Dans le bol, les petites pâtes rondes roulent sous la fourchette, encore tièdes, enrobées d’une huile vert vif — pas le vert pâle d’une salade trop sage, mais le vert intense d’un jardin en juin. Les petits pois s’y glissent, fermes sous la dent. La burrata trône au centre, blanche comme du lait frais, et elle attend qu’on la perce pour se répandre sur tout le reste. Ça sent l’herbe fraîche, l’ail à peine dosé, et ce fond d’acidité du citron qui donne envie d’attaquer.
Pourquoi vous allez adorer cette recette
Les ingrédients en détail

Tout ce qu’il faut pour ce plat d’été : des pâtes perles, des petits pois frais, de la burrata crémeuse et des herbes fraîches.
- Les perles (pâtes) : De toutes petites pâtes rondes, légèrement plus grosses qu’un grain de couscous. Alpina Savoie en fait de très bien, en rayon épicerie italienne ou bio. Si tu ne trouves pas, des petites étoiles ou du risoni font l’affaire. Le but : des pâtes qui s’accrochent à l’huile verte et roulent sous la fourchette.

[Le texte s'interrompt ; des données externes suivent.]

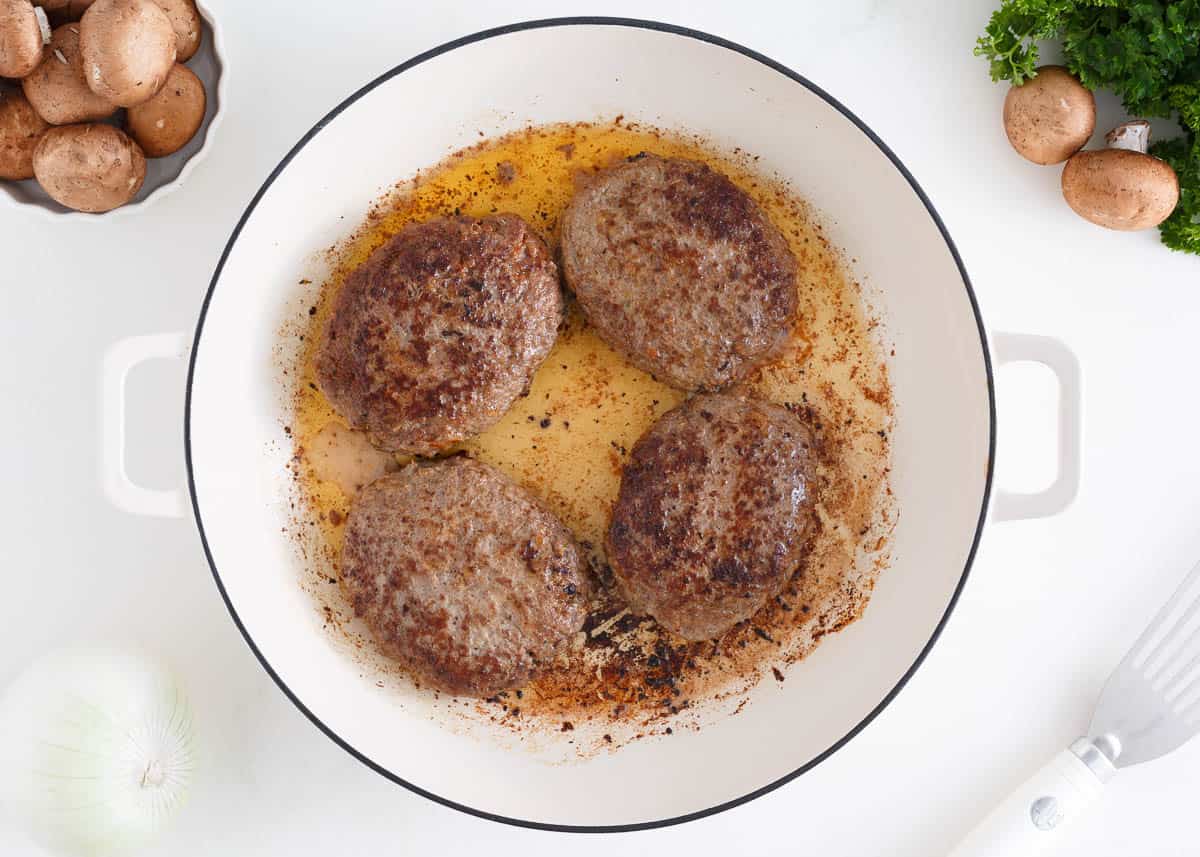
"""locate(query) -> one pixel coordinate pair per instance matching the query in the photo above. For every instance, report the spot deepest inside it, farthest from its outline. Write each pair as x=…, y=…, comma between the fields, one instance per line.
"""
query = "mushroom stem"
x=1133, y=136
x=43, y=24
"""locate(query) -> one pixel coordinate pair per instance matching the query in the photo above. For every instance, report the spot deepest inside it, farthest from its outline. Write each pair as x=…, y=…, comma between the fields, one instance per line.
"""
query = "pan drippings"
x=568, y=438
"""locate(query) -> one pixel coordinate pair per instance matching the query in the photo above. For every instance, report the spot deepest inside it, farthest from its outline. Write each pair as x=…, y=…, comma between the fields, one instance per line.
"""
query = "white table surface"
x=1051, y=604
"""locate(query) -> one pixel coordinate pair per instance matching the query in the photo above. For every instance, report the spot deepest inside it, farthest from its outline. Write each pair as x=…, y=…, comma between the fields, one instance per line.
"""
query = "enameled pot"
x=575, y=70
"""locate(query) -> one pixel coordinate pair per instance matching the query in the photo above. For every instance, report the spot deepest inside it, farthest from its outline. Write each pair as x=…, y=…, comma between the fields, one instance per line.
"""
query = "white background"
x=1050, y=607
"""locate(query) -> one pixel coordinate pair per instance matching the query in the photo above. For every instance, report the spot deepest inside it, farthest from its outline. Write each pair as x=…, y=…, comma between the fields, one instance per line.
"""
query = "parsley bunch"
x=1145, y=51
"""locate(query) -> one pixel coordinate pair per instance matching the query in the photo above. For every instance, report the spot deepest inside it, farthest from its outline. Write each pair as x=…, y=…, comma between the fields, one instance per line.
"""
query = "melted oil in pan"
x=568, y=439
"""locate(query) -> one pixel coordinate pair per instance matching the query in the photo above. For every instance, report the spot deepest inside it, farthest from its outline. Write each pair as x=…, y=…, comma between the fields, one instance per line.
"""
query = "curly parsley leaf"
x=1147, y=52
x=1009, y=41
x=1181, y=231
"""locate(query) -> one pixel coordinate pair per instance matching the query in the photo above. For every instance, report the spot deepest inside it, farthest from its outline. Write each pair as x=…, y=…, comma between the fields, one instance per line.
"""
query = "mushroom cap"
x=1119, y=189
x=1049, y=117
x=89, y=167
x=21, y=39
x=127, y=47
x=185, y=21
x=168, y=120
x=21, y=129
x=57, y=88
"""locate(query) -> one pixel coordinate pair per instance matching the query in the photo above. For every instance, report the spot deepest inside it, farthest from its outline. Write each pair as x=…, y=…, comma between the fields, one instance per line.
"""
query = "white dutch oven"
x=577, y=70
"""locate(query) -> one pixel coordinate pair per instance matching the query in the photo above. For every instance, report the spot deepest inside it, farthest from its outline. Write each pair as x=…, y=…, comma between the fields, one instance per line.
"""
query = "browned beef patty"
x=439, y=330
x=677, y=268
x=714, y=509
x=462, y=576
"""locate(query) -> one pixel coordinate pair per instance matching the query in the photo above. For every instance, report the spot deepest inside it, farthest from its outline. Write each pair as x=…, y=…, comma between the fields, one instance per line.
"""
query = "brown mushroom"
x=127, y=46
x=23, y=34
x=89, y=167
x=185, y=21
x=166, y=123
x=1121, y=186
x=1050, y=117
x=21, y=129
x=57, y=88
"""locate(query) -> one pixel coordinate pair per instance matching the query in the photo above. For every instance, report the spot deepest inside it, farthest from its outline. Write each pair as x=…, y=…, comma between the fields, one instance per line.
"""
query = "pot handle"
x=119, y=359
x=1062, y=361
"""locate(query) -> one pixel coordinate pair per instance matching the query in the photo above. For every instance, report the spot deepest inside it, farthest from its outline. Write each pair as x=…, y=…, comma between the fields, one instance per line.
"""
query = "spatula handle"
x=1036, y=813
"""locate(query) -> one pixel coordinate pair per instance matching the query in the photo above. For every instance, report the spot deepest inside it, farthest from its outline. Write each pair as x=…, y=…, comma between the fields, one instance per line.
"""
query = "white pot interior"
x=576, y=72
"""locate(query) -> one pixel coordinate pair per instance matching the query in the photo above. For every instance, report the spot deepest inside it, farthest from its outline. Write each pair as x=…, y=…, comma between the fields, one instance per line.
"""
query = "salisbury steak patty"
x=714, y=509
x=679, y=269
x=436, y=334
x=462, y=576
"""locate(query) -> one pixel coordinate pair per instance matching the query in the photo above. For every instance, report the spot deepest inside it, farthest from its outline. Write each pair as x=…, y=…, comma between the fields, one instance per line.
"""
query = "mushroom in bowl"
x=97, y=69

- La burrata : Pas de mozzarella, vraiment pas. La burrata a un cœur de crème — la stracciatella — qui s’écoule dès qu’on la coupe. Toute la différence est là. Choisis-la fraîche, au rayon fromage, pas celle en conserve du rayon ambiant. Deux petites pour quatre personnes, c’est la bonne proportion.
- Les petits pois : Frais, c’est mieux. Surgelés, ça marche très bien — on ne va pas se mentir, c’est ce que la plupart font. Évite ceux en boîte, trop mous. Ils doivent garder une légère résistance sous la dent, sinon ils disparaissent dans le plat sans laisser de trace.
- L’huile d’olive : Elle est la base de l’huile verte, donc elle compte vraiment. Pas besoin d’une huile de compétition, mais prends quelque chose qui a du goût. Une huile fruitée douce, pas trop amère, pour ne pas écraser les herbes fraîches.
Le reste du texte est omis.